Oniric melody stops suddenly, and my trip too, to change tempo now dominated by drums and distorted guitars that pay tribute to Jimi Hendrix ending these first six magic minutes.

Central to Rigamaroo is harmonic tangle between singers’ vocals and the perfect guitars euphony, this tune privileges melody setting aside psychedelia for a while.

Wild Machines brings the band back into the garage for a little shoegazing sustained by grungy and reverb-soaked guitars, with a well balanced arrangement alternating vocals that overtop instruments and viceversa. It’s one of the best tune.

Ooh boy is a good breath taking ballad that rocks you like you’re on a hammock, while  Acid Love is an interlude as acid as title, made of choirs mixed to guitar distorsions, why take drugs when you can listen to music?

Desert God quietly slinks around for the first couple of minutes, then it  explodes, with a blazing harmonica solo and a thundering Zeppelin beat before giving way to bold, squealing guitar leads. It comes back down to earth with gentle Hendrix / McCready style noodling and a commanding final verse from Constantino.

Open eyes is the first single, easier to listen than other tracks, it reminds the end of ‘60s sounds, from Janis Joplin to Jefferson Airplane, passing through western movie soundtracks. Stunning changes of rhythm bring a dynamic that keeps the listener uptight until he’s knocked out by an amazing riff.

Freedom line has a gospel intro that suddenly explodes into a beating bass line that maintains the whole tune dynamic only supported by vocals and drum, while guitar wait for the end to leave its mark with a great riff.

Sandstorm woman guides the listener to the end of the album, with its ten minutes lasting seems as it wouldn’t let him off . The arrangement is a rock blues going in crescendo of vocals and guitars, then changes tempo to end epically like it was a jam inspired by The Doors.

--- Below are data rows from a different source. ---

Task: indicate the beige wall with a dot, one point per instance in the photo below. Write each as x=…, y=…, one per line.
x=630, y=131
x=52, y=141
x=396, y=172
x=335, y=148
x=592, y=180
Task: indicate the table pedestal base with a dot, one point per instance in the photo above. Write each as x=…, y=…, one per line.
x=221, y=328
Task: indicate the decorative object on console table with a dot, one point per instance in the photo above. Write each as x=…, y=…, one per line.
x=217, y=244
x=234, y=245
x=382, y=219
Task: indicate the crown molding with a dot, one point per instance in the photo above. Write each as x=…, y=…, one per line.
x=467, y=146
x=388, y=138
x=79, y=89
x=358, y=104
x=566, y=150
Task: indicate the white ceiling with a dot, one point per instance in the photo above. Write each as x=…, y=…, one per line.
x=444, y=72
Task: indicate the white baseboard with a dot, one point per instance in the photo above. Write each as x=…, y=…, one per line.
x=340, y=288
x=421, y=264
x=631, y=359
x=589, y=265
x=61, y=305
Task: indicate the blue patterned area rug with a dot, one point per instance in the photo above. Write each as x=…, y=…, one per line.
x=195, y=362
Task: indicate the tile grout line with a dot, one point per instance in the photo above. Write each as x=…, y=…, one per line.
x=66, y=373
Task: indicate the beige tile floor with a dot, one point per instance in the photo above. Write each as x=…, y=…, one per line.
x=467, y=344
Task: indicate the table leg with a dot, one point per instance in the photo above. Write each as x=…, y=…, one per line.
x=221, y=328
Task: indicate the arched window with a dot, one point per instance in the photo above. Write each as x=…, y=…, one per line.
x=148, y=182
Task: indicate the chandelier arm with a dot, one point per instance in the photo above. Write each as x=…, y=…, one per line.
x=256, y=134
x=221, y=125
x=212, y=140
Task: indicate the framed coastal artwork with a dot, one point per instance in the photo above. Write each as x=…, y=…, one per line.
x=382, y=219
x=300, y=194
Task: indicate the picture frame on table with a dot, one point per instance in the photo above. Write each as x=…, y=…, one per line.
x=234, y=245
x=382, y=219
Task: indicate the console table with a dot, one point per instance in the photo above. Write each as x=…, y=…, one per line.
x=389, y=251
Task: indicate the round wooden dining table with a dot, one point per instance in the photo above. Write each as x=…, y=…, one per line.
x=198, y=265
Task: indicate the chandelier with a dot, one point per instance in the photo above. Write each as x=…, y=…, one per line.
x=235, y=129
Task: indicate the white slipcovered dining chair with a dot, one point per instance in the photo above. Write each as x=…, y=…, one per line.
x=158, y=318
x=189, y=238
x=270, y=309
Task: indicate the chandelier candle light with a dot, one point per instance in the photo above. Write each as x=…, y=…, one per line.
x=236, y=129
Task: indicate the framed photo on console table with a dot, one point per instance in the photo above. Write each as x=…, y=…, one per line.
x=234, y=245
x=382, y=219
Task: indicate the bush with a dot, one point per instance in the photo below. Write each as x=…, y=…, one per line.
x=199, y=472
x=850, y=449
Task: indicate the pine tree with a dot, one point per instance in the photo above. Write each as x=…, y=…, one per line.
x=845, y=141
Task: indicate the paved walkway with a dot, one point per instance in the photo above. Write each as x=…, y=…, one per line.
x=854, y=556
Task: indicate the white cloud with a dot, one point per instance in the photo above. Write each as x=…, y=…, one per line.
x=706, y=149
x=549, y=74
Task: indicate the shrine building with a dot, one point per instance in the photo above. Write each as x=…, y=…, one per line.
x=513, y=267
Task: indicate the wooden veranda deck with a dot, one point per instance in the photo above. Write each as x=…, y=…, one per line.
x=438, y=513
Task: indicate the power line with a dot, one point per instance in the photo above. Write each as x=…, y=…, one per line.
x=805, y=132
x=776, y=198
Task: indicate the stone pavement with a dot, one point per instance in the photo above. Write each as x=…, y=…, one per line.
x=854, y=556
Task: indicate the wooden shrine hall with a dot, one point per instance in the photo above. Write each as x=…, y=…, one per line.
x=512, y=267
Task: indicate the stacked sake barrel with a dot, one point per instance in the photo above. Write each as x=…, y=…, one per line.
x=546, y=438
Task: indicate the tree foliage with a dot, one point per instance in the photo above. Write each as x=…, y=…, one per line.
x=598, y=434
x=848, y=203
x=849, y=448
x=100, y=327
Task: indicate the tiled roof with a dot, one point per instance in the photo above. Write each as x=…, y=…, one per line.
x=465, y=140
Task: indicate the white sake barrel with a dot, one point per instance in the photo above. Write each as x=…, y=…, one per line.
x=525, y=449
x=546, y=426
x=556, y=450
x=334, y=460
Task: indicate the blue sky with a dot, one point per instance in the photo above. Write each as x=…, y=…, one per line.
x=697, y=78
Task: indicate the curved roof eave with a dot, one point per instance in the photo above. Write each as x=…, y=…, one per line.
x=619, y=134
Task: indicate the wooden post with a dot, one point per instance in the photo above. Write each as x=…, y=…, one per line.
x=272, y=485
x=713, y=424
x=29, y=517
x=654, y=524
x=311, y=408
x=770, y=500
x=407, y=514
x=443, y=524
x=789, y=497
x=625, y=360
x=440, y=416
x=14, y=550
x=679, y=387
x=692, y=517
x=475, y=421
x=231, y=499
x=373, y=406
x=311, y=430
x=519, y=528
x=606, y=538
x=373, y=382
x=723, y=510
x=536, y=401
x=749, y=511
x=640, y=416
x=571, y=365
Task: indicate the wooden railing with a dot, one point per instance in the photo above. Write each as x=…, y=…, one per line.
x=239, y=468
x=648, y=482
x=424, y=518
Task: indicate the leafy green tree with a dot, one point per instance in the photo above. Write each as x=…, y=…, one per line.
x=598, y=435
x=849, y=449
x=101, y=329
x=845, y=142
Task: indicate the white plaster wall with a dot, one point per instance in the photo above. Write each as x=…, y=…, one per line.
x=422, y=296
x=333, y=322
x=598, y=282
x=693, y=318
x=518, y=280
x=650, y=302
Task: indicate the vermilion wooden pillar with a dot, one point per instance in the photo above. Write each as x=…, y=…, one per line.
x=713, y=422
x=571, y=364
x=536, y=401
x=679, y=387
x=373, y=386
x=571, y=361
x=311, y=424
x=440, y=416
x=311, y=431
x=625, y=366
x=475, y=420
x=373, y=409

Fever is the honey harmonies and danger wailing of Bret Constantino and Rachel Williams pulled from a tender tangle into steel-strong braid; the wing-on-wing guitars of Matt Holliman and Even Reiss in screaming dives and sweet ascending circles; the lowdown served up tough and thundering from drum and bass authorities Brian Tice and Jack Allen. This album will make you dive into an acid-psychedelic rock sea, it’s a nostalgic journey through an era that won’t come again, but in this desolation we need to dream once again, so Sleepy Sun will be our California dreaming.